The goal of our study was to quantify morphological variation in tenrecs instead of relying on subjective assessments of their high morphological diversity. However, it is difficult to quantify overall morphological diversity because any study is inevitably constrained by its choice of specific traits (Roy & Foote, 1997). While the skull is widely regarded as a good model for studying morphological variation (e.g., Blagojević & Milošević-Zlatanović, 2011; Flores, Abdala & Giannini, 2010; Giannini et al., 2010), quantifying variation in other morphological traits could yield different patterns. Therefore future work should extend our approach beyond skulls to gain a more complete understanding of the overall morphological diversity of tenrecs and golden moles. While recognising these limitations, our results provide valuable insights into the differences between subjective and quantitative assessments of morphological diversity.

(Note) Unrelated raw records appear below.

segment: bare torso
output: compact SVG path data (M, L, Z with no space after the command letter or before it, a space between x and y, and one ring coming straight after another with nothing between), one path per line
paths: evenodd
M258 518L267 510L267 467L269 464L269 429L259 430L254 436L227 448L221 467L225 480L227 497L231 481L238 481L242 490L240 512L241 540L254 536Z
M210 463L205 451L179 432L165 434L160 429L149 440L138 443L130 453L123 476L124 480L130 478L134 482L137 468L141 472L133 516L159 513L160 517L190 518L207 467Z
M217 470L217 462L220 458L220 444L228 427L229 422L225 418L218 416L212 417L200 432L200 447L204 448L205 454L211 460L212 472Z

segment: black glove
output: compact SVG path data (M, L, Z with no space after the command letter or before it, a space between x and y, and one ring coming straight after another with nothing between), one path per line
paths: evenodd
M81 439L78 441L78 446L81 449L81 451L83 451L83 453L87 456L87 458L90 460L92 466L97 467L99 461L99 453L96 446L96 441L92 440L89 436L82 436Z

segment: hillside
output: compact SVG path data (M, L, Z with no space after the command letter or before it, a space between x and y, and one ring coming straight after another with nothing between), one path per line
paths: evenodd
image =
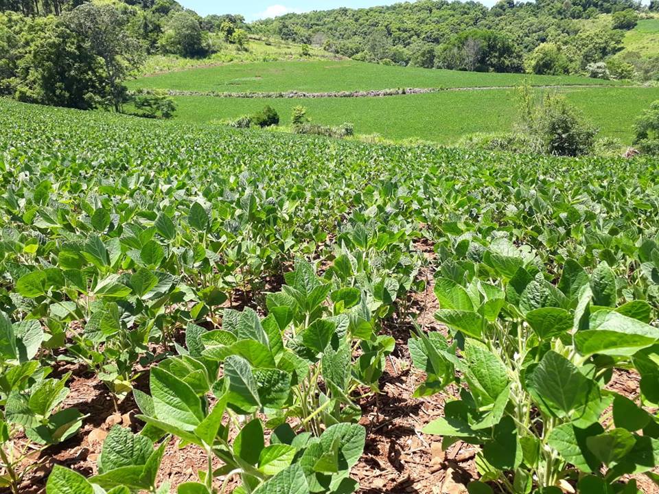
M575 75L483 73L420 67L389 67L356 62L268 62L236 64L159 74L131 81L131 89L215 93L308 93L393 89L513 86L527 80L533 86L618 85Z
M0 493L654 492L657 169L0 99Z

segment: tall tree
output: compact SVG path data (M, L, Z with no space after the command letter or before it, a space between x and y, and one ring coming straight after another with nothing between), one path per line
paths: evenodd
M111 4L84 3L64 14L67 27L87 40L92 51L103 60L103 75L109 105L117 112L126 99L123 82L144 60L140 42L126 30L128 19Z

We have presented the first quantitative investigation of morphological diversity in tenrecs. Our results indicate that, overall, tenrec skulls are not more morphologically diverse than golden moles and that similarities among the species rich Microgale tenrecs mask signals of higher morphological diversity among the rest of the family. Of course, the results presented here are restricted to just one aspect of morphological variation and further analysis of other traits is required. However, our findings provide a foundation for future investigations and represent a significant step towards a more quantitative understanding of patterns of morphological and evolutionary diversity in tenrecs.